Отвезла его она опять к той же старушонке, которая его раньше воспитывала…
— Что, матушка, нешто надоел он?
— Да уж так… Пущай у тебя живет.
— Знамо, так!.. Только он ведь уж большенький… Ему три годочка, четвертый… Маловато будто трешницы-то, барыня…
Авдотье польстила эта «барыня»…
— Я тебе пять рублей буду платить… Чай, будет?
— Будет, будет… Пять довольно, барыня… Очень довольны, голубушка…
Прошло со времени ухода Авдотьи с промыслов шесть лет, и она совсем «барыней» стала, превратилась в Авдотью Никитичну… Манерам научилась, и выговор совсем другой стал у нее… У бывшей кухарки теперь была своя кухарка. Но несчастный случай перевернул вверх дном всю жизнь Авдотьи Никитичны: она захворала… На лицо болезнь клеймо свое положила, и все благополучие Авдотьи Никитичны рухнуло, как карточный домик от неосторожного дуновения…
Прошел еще год, и Авдотья Никитична совсем сгибла, стала бегать по маленьким кабачкам в трущобах города, пить водку и курить цигарки, начала ходить не в дипломате, а в рваной кофте на вате и не в башмаках, а в глубоких резиновых калошах на босу ногу… Из Авдотьи Никитичны она превратилась в Авдошку…
А тут, как на грех, Митьку ей на руки всучили, — перестала деньги платить за него.
Старуха долго не могла отыскать Авдотью и «задаром» содержала «кропивника» [109]почти полгода. Наконец выследив беспутную мать, старуха привела Митьку в кабак и с ругательствами передала матери.
— Пя-ать цалко-овых! Да ты хоть бы двугривенный-то была способна уплатить!.. Вот тебе твое добро! Получи!
С этими словами воспитательница дала тычок Митьке, и тот полетел прямо к Авдошкиным коленям. Пьяная Авдотья злобно отшвырнула Митьку и визгливо стала отругиваться. Последовала отвратительная сцена ругани озлобленной и пьяной бабы.
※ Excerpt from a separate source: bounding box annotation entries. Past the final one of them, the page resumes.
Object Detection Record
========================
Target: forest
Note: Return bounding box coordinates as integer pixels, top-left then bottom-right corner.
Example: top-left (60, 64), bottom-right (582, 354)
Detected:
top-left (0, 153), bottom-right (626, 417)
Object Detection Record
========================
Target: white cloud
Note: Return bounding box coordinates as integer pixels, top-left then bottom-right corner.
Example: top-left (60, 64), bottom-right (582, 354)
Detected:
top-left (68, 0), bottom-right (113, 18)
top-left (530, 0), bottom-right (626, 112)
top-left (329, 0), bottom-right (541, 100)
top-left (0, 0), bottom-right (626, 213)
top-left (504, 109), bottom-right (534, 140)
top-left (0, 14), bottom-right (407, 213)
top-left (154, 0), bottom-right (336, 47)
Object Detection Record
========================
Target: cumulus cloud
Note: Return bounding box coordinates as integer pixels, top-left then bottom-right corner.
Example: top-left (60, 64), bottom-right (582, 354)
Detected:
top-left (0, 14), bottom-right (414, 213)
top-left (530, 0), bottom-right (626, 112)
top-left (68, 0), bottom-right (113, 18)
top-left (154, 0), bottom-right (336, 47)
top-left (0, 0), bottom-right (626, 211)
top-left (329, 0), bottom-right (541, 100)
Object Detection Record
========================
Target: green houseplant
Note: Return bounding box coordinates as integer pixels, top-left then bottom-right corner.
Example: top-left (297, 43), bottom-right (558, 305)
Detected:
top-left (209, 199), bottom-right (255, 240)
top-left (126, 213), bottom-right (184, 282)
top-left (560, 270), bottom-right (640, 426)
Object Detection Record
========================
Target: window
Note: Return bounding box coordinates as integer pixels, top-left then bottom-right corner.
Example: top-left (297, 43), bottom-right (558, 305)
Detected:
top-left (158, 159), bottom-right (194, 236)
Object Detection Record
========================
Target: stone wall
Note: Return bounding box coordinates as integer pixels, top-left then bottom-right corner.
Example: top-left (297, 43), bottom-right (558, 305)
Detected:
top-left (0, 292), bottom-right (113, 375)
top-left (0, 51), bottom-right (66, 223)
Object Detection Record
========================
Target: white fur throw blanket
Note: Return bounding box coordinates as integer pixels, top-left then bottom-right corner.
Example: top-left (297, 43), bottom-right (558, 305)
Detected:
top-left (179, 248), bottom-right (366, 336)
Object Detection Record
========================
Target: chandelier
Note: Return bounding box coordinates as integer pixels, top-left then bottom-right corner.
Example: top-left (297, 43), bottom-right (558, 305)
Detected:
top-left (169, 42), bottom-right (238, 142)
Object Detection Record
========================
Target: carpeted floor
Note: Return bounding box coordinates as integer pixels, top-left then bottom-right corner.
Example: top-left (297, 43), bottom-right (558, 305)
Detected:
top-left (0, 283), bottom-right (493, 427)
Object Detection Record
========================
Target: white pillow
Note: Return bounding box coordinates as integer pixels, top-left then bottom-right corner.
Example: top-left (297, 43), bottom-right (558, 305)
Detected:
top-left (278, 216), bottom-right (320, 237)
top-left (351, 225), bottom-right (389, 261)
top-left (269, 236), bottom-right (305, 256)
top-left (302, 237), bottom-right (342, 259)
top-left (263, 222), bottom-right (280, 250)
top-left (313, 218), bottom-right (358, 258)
Митька стоял у стенки и волчонком смотрел на обеих. Разве это мать его? Это — пьяная баба… Она такая страшная, прибьет…
Митька забился в самый угол. Клубы махорки висели под потолком… Кругом чужие пьяные лица… Пол мокрый и осклизлый. Говор, гам, ругань и хохот.
— Паренек! Ты чей? — спрашивает Митьку, садясь на корточки, какой-то широкорожий и бородатый мужик.
— Мамки-и-ин, — гнусит Митька.
— Мой это! — кричит, поднимая голову, Авдотья и хриплым противным голосом затягивает песню:
А Митька прячет свое личико в рукав рубашонки и начинает тихо, подавленно плакать.